Pre-Support Diagnostic Checklist
Introduction
You've completed Modules 3.1-3.3, learning to:
- Query Prometheus metrics
- Interpret Grafana dashboards
- Check kubectl events and Agent CRD status
These skills enable you to self-resolve many common issues: VLAN conflicts, connection misconfigurations, subnet overlaps, and invalid CIDRs. When Grafana shows no traffic and kubectl events reveal a VLAN conflict, you know to choose a different VLAN. When a VPCAttachment fails because a connection doesn't exist, you fix the connection name. These are configuration errors—fixable with your observability toolkit.
But sometimes, despite your troubleshooting, you'll encounter issues that require support escalation:
- Controller crashes repeatedly
- Agent disconnects without clear cause
- Switch hardware failures
- VPC appears successful but traffic doesn't flow
- Performance degradation with unknown root cause
- Unexpected fabric behavior that doesn't match configuration
The Critical Question
When do I escalate versus keep troubleshooting?

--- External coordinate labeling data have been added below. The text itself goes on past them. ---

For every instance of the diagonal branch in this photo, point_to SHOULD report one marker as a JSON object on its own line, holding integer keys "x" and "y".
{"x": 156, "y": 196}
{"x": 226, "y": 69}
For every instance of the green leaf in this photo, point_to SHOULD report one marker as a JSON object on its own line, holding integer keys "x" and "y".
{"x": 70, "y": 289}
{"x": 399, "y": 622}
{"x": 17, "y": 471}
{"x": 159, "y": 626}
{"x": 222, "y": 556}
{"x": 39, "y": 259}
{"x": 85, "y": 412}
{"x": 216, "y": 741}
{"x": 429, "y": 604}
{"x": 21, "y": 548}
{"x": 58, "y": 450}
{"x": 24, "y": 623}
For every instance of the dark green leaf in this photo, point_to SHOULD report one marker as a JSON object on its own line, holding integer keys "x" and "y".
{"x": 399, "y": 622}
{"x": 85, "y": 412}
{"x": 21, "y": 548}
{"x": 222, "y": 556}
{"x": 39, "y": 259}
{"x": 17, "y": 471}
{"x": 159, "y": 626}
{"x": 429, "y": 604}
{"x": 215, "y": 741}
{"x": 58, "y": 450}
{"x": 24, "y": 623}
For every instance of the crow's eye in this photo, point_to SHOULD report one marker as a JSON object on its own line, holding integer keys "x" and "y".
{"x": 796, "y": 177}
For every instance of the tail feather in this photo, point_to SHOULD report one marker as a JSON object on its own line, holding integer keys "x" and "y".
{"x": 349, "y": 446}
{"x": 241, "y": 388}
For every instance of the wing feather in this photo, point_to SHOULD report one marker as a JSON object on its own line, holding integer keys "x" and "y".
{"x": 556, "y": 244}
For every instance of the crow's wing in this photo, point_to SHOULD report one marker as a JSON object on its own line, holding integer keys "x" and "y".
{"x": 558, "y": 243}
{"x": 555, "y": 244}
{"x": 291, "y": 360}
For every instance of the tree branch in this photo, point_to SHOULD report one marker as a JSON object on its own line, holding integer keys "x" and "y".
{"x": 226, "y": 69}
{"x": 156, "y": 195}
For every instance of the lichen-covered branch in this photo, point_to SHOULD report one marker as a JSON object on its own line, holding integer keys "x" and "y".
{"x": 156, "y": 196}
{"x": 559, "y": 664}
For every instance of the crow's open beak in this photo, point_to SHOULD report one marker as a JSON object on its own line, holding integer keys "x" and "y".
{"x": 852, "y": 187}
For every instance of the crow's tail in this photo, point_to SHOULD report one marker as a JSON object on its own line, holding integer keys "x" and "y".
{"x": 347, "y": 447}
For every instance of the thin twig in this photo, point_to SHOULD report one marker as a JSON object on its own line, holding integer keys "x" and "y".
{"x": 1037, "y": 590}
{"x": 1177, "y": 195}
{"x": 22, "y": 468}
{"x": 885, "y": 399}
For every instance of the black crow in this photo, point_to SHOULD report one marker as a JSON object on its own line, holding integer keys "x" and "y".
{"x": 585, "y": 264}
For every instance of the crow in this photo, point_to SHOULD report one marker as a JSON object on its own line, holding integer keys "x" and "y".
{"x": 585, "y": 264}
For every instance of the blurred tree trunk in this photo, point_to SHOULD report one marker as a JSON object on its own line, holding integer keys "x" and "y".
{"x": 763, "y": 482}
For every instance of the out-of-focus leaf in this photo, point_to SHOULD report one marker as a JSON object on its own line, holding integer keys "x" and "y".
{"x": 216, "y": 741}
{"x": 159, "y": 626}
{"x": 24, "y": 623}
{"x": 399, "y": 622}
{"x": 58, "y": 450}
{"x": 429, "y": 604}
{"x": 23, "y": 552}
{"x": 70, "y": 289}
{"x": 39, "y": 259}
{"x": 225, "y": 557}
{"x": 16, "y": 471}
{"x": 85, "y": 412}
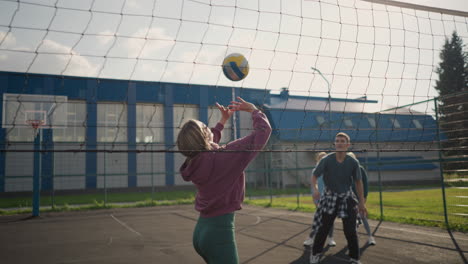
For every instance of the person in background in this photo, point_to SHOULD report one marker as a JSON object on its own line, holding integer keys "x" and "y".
{"x": 310, "y": 240}
{"x": 339, "y": 172}
{"x": 371, "y": 239}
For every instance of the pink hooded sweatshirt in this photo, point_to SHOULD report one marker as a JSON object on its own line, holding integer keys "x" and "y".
{"x": 219, "y": 175}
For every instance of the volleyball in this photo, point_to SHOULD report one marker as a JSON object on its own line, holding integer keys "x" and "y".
{"x": 235, "y": 67}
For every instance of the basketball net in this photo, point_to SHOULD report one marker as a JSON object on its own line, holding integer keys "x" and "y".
{"x": 35, "y": 124}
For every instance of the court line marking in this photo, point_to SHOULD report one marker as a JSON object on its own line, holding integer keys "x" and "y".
{"x": 125, "y": 225}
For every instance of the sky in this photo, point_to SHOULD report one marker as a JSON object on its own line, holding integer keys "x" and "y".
{"x": 383, "y": 52}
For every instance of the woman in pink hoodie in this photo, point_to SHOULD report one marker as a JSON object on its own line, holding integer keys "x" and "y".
{"x": 218, "y": 173}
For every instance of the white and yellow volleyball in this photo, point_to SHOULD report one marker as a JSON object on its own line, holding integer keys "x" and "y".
{"x": 235, "y": 67}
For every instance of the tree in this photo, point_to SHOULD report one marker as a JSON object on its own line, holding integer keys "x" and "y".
{"x": 453, "y": 100}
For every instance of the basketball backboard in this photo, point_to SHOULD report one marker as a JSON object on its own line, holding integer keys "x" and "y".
{"x": 21, "y": 110}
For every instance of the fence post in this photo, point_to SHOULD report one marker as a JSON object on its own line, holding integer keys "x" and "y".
{"x": 378, "y": 165}
{"x": 441, "y": 169}
{"x": 297, "y": 179}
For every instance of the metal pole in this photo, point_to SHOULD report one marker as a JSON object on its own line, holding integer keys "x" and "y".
{"x": 37, "y": 174}
{"x": 440, "y": 163}
{"x": 104, "y": 170}
{"x": 378, "y": 165}
{"x": 152, "y": 175}
{"x": 234, "y": 116}
{"x": 297, "y": 180}
{"x": 329, "y": 103}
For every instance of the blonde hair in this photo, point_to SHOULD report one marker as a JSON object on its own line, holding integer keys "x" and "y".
{"x": 342, "y": 134}
{"x": 192, "y": 139}
{"x": 320, "y": 155}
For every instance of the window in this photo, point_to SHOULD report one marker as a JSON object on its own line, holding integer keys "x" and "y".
{"x": 150, "y": 123}
{"x": 417, "y": 124}
{"x": 214, "y": 115}
{"x": 112, "y": 122}
{"x": 183, "y": 113}
{"x": 372, "y": 122}
{"x": 348, "y": 122}
{"x": 395, "y": 123}
{"x": 76, "y": 118}
{"x": 320, "y": 120}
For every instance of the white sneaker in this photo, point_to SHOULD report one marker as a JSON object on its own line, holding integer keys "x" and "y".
{"x": 309, "y": 241}
{"x": 331, "y": 242}
{"x": 314, "y": 259}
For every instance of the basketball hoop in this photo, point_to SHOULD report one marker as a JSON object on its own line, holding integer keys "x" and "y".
{"x": 35, "y": 124}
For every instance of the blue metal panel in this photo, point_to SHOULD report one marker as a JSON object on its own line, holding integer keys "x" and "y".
{"x": 169, "y": 133}
{"x": 112, "y": 90}
{"x": 397, "y": 167}
{"x": 149, "y": 92}
{"x": 72, "y": 87}
{"x": 16, "y": 84}
{"x": 91, "y": 134}
{"x": 184, "y": 93}
{"x": 218, "y": 94}
{"x": 131, "y": 135}
{"x": 294, "y": 125}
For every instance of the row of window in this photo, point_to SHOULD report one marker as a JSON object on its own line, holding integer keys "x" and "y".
{"x": 372, "y": 123}
{"x": 112, "y": 123}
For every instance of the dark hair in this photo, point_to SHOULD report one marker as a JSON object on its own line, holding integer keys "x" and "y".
{"x": 342, "y": 134}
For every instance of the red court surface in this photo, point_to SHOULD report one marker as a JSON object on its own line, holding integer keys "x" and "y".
{"x": 164, "y": 235}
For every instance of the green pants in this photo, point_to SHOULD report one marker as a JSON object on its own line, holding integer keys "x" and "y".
{"x": 214, "y": 239}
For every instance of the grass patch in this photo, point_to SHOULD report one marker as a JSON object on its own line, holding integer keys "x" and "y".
{"x": 421, "y": 207}
{"x": 401, "y": 204}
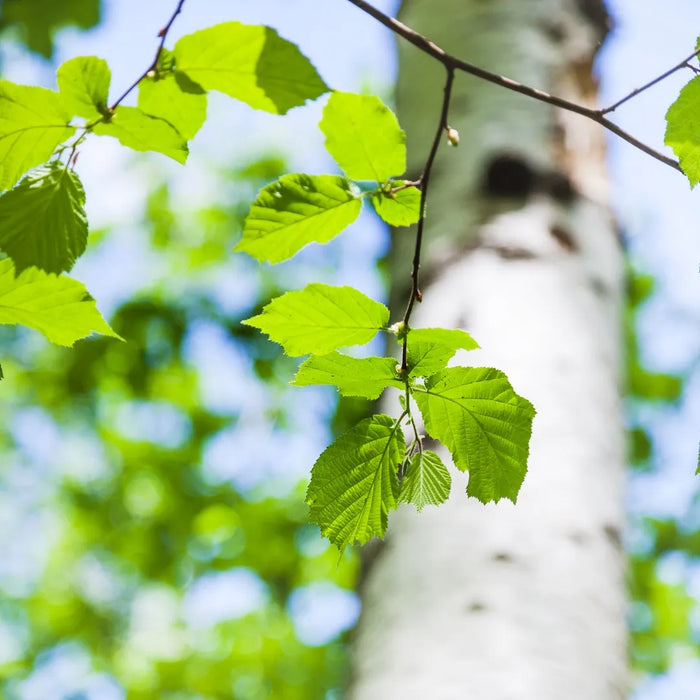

And when I escalate, what information does support need?
This module answers both questions. You'll learn a systematic approach to pre-escalation diagnostics that ensures you've tried basic troubleshooting, collected comprehensive evidence, and can make confident escalation decisions. You'll practice the complete workflow: checklist execution, diagnostic collection, escalation decision-making, and support ticket writing.
The Support Philosophy
"Support is not a last resort—it's a strategic resource."
Escalating early with good diagnostics is better than spending hours on an unsolvable problem. Support teams are partners in reliability, not judges of your troubleshooting ability. The key is knowing when to escalate and providing the right data when you do.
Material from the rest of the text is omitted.